Ok, so you're wondering why or where Jim Rogers is wrong...
The answer to this lies in a story which begins with two distinctly different types of people: farmers and bankers.
Farmers do their clothes shopping at 1960s department stores, drive anything that has a space for a dog in the rear and dine on meat and 2 veg.
Bankers line the interior of their cars with 16 dead cows, polish off filet mignon and truffles - truffles being something most farmers I know would think is a game of some sort, not a food - and they dress themselves at Louis Vuitton.
Let's take a look at the 2014 median farm household income forecast according the the USDA's own website. Note that this is for the total household.
Median total farm household income is forecast to decrease slightly in 2014, to $70,564, down from $71,697 estimated for 2013.
Given the broad USDA definition of a farm, many farms are not profitable even in the best farm income years. The median farm income of -$1,626 is down slightly from the 2013 estimate of -$1,141.

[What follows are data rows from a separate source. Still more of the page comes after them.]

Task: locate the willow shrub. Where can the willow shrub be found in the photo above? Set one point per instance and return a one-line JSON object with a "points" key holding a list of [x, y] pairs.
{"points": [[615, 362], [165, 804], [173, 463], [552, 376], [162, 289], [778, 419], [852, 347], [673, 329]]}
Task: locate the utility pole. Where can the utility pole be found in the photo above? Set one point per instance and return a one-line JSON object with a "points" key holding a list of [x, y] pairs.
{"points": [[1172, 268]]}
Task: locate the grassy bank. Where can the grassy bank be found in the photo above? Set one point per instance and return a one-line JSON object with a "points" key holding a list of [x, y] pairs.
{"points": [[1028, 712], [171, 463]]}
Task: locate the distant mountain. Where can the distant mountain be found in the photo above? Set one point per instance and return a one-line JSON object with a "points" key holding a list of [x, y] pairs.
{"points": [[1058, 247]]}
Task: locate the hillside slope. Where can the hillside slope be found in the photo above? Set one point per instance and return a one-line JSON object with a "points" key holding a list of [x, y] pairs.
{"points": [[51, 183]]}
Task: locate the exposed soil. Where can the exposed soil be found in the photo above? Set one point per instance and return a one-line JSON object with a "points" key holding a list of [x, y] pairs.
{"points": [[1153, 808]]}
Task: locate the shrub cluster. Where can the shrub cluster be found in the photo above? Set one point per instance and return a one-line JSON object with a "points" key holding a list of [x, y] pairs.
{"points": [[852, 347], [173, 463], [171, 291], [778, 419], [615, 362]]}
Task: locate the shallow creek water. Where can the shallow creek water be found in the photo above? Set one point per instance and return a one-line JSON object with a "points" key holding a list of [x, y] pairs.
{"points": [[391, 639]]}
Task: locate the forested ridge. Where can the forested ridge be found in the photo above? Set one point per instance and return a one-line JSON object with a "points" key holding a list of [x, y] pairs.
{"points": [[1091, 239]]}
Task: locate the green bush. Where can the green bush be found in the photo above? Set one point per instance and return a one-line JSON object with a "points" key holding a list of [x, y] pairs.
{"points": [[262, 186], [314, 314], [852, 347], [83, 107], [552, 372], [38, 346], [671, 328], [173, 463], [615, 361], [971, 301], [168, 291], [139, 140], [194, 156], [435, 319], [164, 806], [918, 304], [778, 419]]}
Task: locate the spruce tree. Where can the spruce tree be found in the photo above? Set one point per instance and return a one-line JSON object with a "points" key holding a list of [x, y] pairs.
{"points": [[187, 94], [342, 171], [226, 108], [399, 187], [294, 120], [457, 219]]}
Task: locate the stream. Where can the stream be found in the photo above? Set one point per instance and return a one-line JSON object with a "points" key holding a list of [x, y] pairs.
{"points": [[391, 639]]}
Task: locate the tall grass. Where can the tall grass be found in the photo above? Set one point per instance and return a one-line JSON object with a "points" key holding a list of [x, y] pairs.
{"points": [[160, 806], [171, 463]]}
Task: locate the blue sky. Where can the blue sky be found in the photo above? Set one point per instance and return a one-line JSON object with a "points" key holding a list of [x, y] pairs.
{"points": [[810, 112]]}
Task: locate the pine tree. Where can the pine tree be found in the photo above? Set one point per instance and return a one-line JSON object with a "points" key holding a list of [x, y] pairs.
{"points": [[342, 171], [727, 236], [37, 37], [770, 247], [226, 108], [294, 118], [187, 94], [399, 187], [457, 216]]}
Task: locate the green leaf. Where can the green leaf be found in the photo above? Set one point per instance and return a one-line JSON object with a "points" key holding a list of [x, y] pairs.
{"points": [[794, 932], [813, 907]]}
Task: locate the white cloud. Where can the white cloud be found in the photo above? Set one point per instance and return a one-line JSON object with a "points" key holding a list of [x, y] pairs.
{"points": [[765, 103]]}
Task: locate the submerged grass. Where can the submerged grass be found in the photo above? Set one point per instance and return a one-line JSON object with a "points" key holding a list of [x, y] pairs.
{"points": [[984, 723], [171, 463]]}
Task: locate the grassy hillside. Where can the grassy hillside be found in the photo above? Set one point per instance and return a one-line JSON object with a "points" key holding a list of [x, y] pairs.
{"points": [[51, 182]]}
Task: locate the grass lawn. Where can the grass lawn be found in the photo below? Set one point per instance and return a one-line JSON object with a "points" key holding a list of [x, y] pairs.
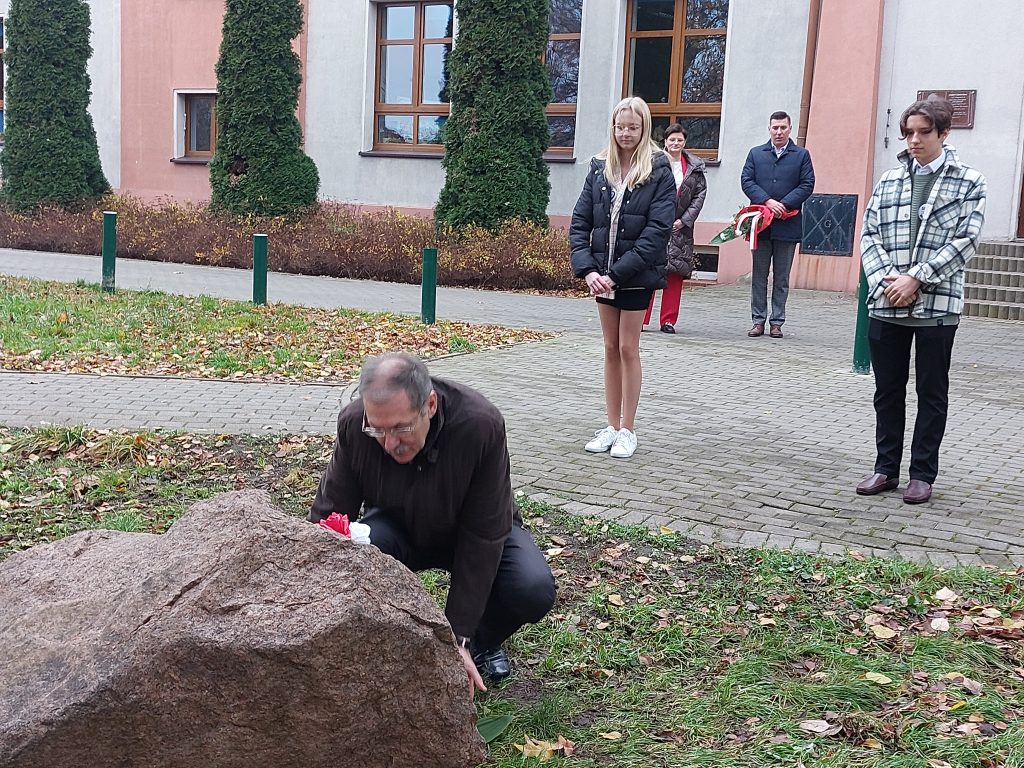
{"points": [[659, 652], [78, 329]]}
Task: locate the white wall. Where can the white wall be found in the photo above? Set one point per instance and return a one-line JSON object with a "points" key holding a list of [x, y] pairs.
{"points": [[979, 47], [339, 114], [764, 68], [104, 72]]}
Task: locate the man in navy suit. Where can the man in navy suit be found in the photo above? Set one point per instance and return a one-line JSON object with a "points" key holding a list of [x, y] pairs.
{"points": [[779, 175]]}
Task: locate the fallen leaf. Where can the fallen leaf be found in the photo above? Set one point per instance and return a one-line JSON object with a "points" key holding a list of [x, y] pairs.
{"points": [[821, 727], [972, 685]]}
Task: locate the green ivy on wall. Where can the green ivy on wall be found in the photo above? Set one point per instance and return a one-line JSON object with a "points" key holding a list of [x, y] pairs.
{"points": [[50, 154], [258, 166], [497, 134]]}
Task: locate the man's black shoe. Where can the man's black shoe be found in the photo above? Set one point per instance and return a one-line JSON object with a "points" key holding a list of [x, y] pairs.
{"points": [[493, 665]]}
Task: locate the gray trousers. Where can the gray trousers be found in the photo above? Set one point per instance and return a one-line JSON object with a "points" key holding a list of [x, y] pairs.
{"points": [[776, 254]]}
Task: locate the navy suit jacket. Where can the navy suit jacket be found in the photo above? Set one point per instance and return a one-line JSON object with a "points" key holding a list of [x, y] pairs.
{"points": [[788, 178]]}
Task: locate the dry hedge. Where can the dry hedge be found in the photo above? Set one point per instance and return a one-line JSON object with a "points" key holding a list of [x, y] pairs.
{"points": [[333, 240]]}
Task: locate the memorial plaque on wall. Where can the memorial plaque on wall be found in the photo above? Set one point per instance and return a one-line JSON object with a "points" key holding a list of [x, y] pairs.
{"points": [[828, 222], [963, 102]]}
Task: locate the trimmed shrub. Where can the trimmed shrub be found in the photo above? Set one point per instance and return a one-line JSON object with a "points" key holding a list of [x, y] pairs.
{"points": [[258, 166], [50, 154], [332, 240], [497, 134]]}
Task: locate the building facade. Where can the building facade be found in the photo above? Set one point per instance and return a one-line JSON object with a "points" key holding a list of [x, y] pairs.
{"points": [[373, 96]]}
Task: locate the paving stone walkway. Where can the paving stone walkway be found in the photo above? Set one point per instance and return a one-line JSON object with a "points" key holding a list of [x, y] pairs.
{"points": [[742, 440]]}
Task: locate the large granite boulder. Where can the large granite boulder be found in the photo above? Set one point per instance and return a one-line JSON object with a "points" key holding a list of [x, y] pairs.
{"points": [[242, 637]]}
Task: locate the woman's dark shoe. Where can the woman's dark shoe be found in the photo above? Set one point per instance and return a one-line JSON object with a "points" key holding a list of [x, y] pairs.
{"points": [[493, 665], [918, 492]]}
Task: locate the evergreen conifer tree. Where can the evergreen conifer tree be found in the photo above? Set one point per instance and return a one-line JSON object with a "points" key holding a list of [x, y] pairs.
{"points": [[258, 166], [50, 153], [497, 134]]}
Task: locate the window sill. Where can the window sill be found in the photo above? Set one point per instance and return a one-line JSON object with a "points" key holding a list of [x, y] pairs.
{"points": [[440, 156]]}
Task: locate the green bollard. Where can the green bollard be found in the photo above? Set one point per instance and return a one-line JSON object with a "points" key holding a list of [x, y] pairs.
{"points": [[259, 269], [110, 249], [429, 300], [861, 355]]}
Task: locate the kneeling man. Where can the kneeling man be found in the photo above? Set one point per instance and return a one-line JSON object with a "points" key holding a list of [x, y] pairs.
{"points": [[428, 460]]}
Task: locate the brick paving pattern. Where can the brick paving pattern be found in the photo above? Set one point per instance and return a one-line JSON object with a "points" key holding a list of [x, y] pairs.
{"points": [[749, 441]]}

Most farm households earn all of their income from off-farm sources—median off-farm income is projected to increase 3.7 percent in 2014 to $64,825.
Now let's take a gander at our Brooks Brothers wearing friends.
Well, they've taken a hit. Poor Jamie Dimon CEO of JPMorgan Chase & Co has just received his first bonus in 3 years while his pay holds steady at $20 million. No really, feel free to read it on Bloomberg. Try not to throw up.
Goldman Sachs paid 121 of its London bankers an average of $4.7 million last year.
In case you think I'm cherry picking the top dogs consider the following pay scales for graduates.
  • 1st Year Analyst Total Compensation Range: $135K to $145K
  • 2nd Year Analyst Total Compensation Range: $155K to $170K
  • 3rd Year Analyst Total Compensation Range: $185K to $205K
...or the following chart:
Bankers' Pay
The chart above shows how incredibly profitable this has been for those in the financial services industry.
Why is it then that bankers are making many, many multiples of what farmers are making?
The answer to this lies in how our financial system is rigged and something called the "Cantillon effect" named after Richard Cantillon.
In 1719 Richard Cantillon bought shares in John Law's infamous Mississippi company. He noticed that the paper money being created by the government which was backed by shares in the company didn't reach everyone in the economy at the same rate. Those who were well connected would receive it first and by the time it had filtered all the way down to the minions, typically the labouring classes, it had lost value.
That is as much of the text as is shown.